The obsessive Felix, meanwhile, has scared away a series of wives with his fastidious habits, and lives alone up north. He hasn't seen his former roommate in 17 years.

But then Oscar's son (Jonathan Silverman) announces he's getting married in southern California, and the bride-to-be is none other than Felix's daughter (Lisa Waltz). Thus, Oscar and Felix are invited to the same affair.

They meet at the Los Angeles airport, rent a car and share a bizarre, haphazard road trip en route to their children's wedding.

Along the way, they have a flirtatious encounter with two biker babes (filling the comic-romance function of the Pigeon sisters from the original play and film). They're played with vivacious gusto by Christine Baranski and Jean Smart.

Though the new Odd Couple leans more on silly slapstick, Simon contributes the witty repartee and amusing observations we've come to expect from America's most successful comedy playwright.

The writing shows the facile polish and amusingly contrived style typical of Simon's earlier work, before his scripts took on a more seriously autobiographical tone. It's more Sunshine Boys and Barefoot in the Park than Brighton Beach Memoirs or Biloxi Blues.
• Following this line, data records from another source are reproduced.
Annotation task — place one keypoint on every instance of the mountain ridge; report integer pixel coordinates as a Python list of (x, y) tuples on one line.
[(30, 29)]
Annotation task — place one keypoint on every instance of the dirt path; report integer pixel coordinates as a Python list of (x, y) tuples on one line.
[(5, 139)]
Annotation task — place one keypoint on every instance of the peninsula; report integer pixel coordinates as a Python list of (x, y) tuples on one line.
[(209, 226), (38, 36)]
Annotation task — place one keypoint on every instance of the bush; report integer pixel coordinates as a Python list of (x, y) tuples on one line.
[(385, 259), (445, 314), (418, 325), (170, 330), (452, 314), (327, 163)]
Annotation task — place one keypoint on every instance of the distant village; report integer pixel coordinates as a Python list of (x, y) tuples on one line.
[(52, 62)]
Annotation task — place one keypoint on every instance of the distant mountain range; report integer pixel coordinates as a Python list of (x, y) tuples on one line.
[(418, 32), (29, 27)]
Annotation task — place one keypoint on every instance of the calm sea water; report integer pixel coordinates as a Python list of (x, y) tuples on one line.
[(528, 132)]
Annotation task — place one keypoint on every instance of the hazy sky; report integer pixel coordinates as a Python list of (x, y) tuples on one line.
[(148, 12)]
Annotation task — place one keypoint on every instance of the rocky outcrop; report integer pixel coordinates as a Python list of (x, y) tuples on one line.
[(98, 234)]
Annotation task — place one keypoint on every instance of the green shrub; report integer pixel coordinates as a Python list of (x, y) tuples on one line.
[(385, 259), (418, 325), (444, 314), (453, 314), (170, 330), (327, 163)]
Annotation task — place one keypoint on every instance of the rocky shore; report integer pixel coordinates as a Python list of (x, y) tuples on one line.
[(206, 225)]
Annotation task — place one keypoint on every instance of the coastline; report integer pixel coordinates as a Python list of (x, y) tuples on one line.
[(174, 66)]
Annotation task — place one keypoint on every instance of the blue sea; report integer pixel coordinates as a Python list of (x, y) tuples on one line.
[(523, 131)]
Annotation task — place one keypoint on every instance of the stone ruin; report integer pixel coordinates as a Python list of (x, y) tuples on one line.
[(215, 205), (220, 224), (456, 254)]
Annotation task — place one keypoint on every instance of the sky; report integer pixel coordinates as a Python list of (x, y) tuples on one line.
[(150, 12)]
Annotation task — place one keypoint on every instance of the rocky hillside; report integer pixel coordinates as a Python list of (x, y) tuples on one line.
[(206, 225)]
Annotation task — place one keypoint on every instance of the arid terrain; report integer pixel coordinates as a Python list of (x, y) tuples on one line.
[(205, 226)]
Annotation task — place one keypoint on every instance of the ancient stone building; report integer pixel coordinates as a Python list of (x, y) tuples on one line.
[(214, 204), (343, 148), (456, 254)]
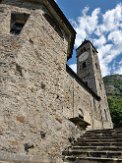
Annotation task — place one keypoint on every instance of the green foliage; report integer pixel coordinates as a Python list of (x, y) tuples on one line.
[(115, 105), (113, 85)]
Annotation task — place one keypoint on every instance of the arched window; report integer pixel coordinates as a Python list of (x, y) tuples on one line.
[(54, 24), (18, 21)]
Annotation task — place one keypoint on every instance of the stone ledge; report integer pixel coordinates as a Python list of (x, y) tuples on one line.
[(21, 158)]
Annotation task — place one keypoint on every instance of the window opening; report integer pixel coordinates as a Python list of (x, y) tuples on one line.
[(18, 21), (96, 65), (106, 117)]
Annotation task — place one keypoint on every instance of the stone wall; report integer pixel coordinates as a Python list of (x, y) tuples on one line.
[(37, 95)]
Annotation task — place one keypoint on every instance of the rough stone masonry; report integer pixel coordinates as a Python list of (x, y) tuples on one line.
[(44, 106)]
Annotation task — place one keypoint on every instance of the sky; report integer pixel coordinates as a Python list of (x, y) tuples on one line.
[(99, 21)]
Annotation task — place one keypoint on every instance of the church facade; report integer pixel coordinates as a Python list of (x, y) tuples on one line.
[(44, 105)]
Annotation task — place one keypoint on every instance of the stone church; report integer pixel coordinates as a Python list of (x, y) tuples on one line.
[(44, 105)]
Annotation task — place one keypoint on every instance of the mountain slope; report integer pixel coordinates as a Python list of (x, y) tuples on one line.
[(113, 86)]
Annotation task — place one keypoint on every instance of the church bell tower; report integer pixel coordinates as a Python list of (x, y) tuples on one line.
[(88, 69)]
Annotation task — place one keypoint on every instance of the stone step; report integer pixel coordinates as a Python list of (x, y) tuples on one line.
[(92, 160), (105, 154), (105, 130), (101, 137), (96, 148), (99, 140), (85, 143)]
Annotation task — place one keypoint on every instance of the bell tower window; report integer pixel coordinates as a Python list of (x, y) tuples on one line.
[(18, 20)]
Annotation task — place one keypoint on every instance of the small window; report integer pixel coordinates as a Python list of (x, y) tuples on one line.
[(54, 24), (84, 65), (16, 29), (106, 117), (96, 65), (18, 21)]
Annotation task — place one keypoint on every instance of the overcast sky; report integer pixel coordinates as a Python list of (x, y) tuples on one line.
[(101, 22)]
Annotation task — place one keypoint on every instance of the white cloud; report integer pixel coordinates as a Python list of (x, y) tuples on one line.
[(105, 34)]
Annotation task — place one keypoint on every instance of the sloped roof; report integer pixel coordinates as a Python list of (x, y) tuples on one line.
[(57, 14)]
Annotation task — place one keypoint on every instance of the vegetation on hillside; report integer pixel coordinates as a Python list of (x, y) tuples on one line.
[(113, 85)]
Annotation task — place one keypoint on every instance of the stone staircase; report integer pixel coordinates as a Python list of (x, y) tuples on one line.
[(96, 146)]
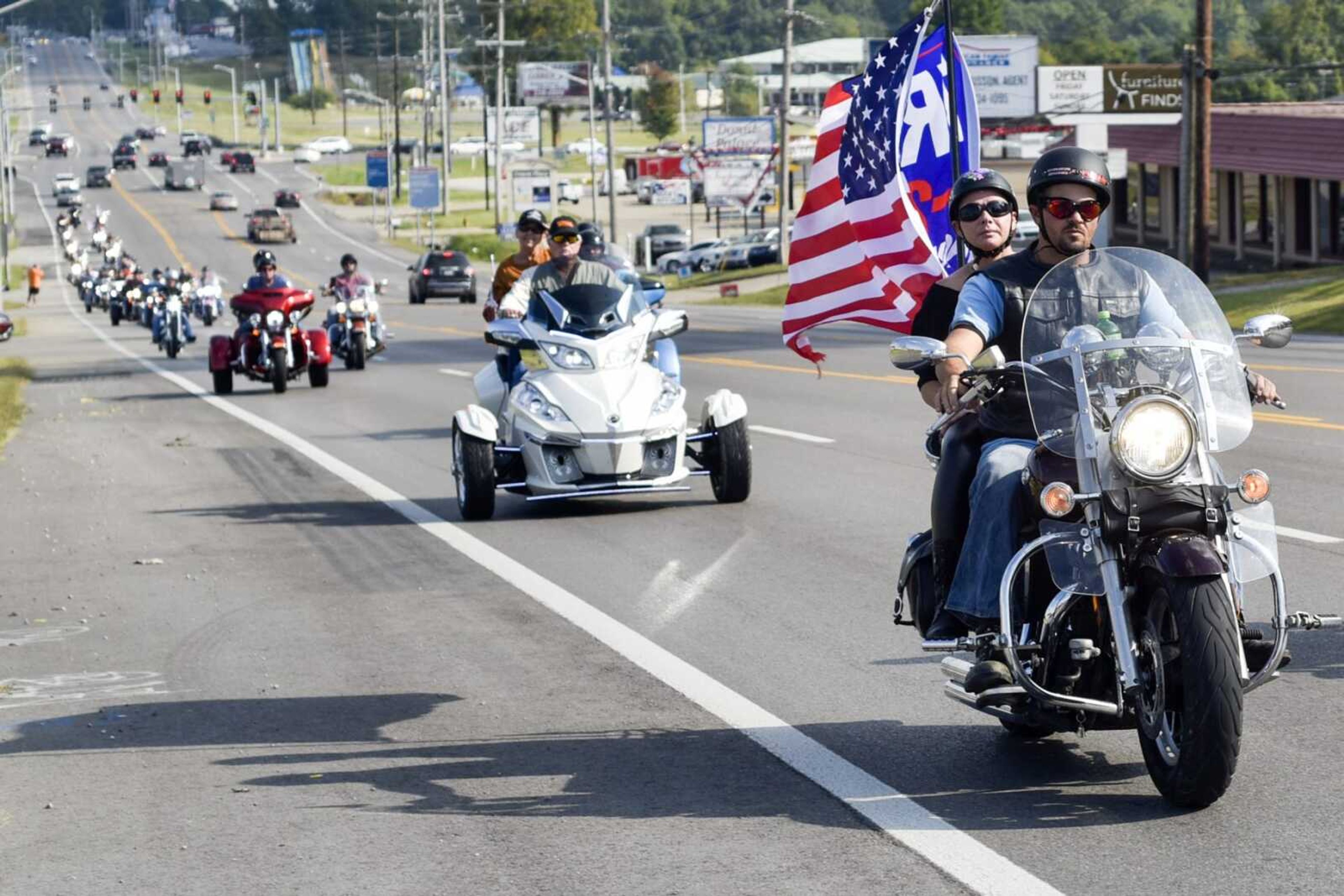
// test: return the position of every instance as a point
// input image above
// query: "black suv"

Howard Deutch's direction is modest and unobtrusive, and it certainly helps that the lines are delivered by seasoned pros Lemmon, 73, and Matthau, 77.

Matthau, in particular, remains an astonishing comic screen presence. Each time I watch him work, I'm drawn into his hang-dawg expressions, his shuffling gait, his eccentric hand gestures and his flamboyant way with a line of dialogue. There's nobody like him -- and the encroachment of age humorously exaggerates his comic style.

Matthau may be the most underrated comic actor in the whole span of American movies. I can't recall a single Matthau performance in any film since first seeing him 40 years ago that wasn't inherently entertaining.

Oscar Madison is one of his most memorable creations, a magnficent mess of a man and the perfect foil for the supercilious Felix Ungar, or, as Oscar calls him, "the human vacuum cleaner."

So even if The Odd Couple II is a mere echo of the original, it's an echo worth catching.